On a toujours tendance à faire remonter les commencements de la science aux Grecs anciens. On tient pour acquis qu’elle incarne un progrès en marche, qu’elle se construit linéairement, de manière cumulative, chacun ajoutant une brique à l’édifice commun. La science serait universelle, surplombante, détachée de tout substrat idéologique et culturel, et les écrits de nos prédécesseurs ne seraient que des essais, souvent naïfs, pour nous permettre de devenir ce que nous sommes.
Il n’en est rien. Nos prédécesseurs se préoccupaient de la construction de mondes ayant leur propre signification, leur propre cohérence, comme autant de systèmes de pensée à une époque donnée. La question du « progrès » n’a dans ce cadre pas grande signification.

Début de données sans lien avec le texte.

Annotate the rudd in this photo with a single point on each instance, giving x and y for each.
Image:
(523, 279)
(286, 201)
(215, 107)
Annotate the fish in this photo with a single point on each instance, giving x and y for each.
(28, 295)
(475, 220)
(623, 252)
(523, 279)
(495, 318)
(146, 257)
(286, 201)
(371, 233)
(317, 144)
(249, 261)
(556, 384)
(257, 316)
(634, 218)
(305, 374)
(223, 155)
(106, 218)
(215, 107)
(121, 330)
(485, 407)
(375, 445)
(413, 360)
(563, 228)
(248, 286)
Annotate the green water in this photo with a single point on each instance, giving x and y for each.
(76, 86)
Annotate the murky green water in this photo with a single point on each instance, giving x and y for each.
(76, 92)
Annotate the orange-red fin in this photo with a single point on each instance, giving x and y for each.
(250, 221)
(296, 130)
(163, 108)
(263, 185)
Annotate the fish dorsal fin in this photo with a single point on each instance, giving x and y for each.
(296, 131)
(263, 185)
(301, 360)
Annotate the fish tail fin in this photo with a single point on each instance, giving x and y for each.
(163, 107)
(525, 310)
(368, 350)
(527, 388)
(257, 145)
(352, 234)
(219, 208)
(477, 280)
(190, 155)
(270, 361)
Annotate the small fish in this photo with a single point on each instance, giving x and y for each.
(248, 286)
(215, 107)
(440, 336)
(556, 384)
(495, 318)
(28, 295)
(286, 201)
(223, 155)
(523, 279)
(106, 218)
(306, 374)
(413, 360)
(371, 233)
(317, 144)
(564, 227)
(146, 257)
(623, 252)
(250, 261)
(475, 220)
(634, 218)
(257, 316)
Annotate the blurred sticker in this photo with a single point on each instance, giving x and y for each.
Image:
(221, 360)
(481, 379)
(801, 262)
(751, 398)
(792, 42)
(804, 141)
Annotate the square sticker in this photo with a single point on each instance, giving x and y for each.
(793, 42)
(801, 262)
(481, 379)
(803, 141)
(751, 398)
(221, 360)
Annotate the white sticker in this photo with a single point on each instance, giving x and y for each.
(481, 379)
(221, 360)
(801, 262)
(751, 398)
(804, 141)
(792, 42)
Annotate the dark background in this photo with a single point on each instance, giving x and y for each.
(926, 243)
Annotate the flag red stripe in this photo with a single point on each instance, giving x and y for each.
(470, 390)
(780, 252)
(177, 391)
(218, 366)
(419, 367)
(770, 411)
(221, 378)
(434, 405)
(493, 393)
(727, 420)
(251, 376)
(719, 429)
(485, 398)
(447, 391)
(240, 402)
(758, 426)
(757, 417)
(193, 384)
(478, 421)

En revanche, un chemin traverse la pensée occidentale depuis les Grecs : celui de l’ordre démonstratif, lancé par les Éléments d’Euclide, poursuivi en terre d’Islam, renforcé au XVIesiècle en Occident, où naissent les mathématiques comme nous les connaissons. Mais cet ordre démonstratif vaut pour sa forme, pas pour son contenu.
En prenant une position résolument critique, en revisitant les approches historicisantes de l’histoire des sciences, en interrogeant l’homogénéisation idéologique des pensées dans l’histoire globale, Michel Blay développe une nouvelle sensibilité aux constructions du passé comme à celles du présent, et ouvre une nouvelle voie pour l’avenir.
Michel BLAY
Michel Blay est philosophe et historien des sciences, directeur de recherche émérite au CNRS.